When ranges collide: evolutionary history, phylogenetic community interactions, global change factors, and range size differentially affect plant productivity
Genung, MA and Schweizer, JA and Senior, J and O'Reilly-Wapstra, JM and Chapman, SK and Langley, JA and Bailey, JK, When ranges collide: evolutionary history, phylogenetic community interactions, global change factors, and range size differentially affect plant productivity, Advances in Ecological Research, Academic Press, G Woodward (ed), London, United Kingdom, pp. 297-350. ISBN 978-0-12-801374-8 (2014) [Research Book Chapter]
Humans are extensively changing the global environment, both by altering abiotic conditions through increases in carbon dioxide (CO2) and reactive nitrogen (N), and by driving patterns of extinctions and introductions that shift community composition and affect the biotic environment. Evolutionary history may play an important role in determining plant responses to global change, if evolution has selected for certain traits (biomass, allocation strategies, range size, etc.) that determine plant responses to rising CO2 and N. Additionally, the evolutionary history of interacting plants (i.e. phylogenetic relationships within plant communities) may determine how plants respond to global change, as closely related species might be expected to compete more for limiting resources than distantly related species.
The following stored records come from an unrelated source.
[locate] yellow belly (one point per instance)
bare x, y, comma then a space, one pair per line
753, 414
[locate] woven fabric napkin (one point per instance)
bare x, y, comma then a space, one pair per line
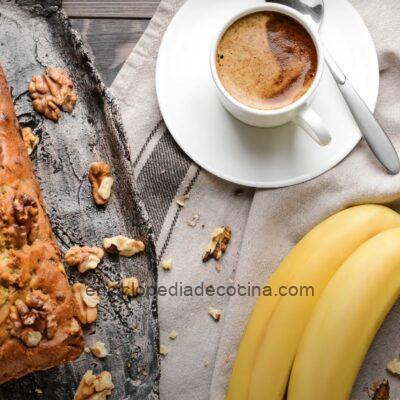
265, 223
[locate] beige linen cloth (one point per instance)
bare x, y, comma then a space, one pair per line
265, 223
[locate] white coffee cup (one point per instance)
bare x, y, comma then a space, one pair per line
299, 111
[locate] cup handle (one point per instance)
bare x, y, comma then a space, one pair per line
310, 121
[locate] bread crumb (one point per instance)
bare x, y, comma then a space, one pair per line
166, 265
112, 285
393, 366
193, 220
173, 335
214, 313
130, 286
163, 350
180, 200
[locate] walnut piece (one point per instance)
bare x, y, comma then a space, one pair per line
101, 181
30, 140
94, 387
99, 350
86, 300
52, 92
218, 244
215, 313
123, 246
18, 220
32, 318
31, 338
4, 293
166, 265
130, 286
85, 258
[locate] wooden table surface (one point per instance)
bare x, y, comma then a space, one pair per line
111, 28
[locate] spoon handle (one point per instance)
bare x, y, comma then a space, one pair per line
375, 136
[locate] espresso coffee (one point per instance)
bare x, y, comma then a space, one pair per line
266, 60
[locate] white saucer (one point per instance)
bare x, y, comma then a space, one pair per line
249, 156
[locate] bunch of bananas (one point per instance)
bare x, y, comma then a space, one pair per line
312, 347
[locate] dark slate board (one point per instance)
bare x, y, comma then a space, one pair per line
33, 36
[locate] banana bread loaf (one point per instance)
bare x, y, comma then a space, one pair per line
38, 328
Using 26 Australian eucalypt species in two subgenera (Eucalyptus and Symphyomyrtus) of the genus Eucalyptus, we conducted the first experiment, to our knowledge, that simultaneously integrated contemporary range size, phylogenetic identity, phylogenetic similarity, and global change factors (CO2 and N). We showed that plant biomass responded to two three-way interactions: (1) subgenus identity, N fertilization, and phylogenetic similarity and (2) subgenus identity, CO2 enrichment, and N fertilization. Our results indicate that eco-evolutionary dynamics are linked in diverse and non-intuitive ways where evolutionary history (i.e. subgenus-level differences) mediates how plant productivity responds to resource manipulation, and that the nature of this response depends on the phylogenetic composition of plant communities. Overall, these findings have significant implications for how we understand the ecosystem-level consequences of climate change.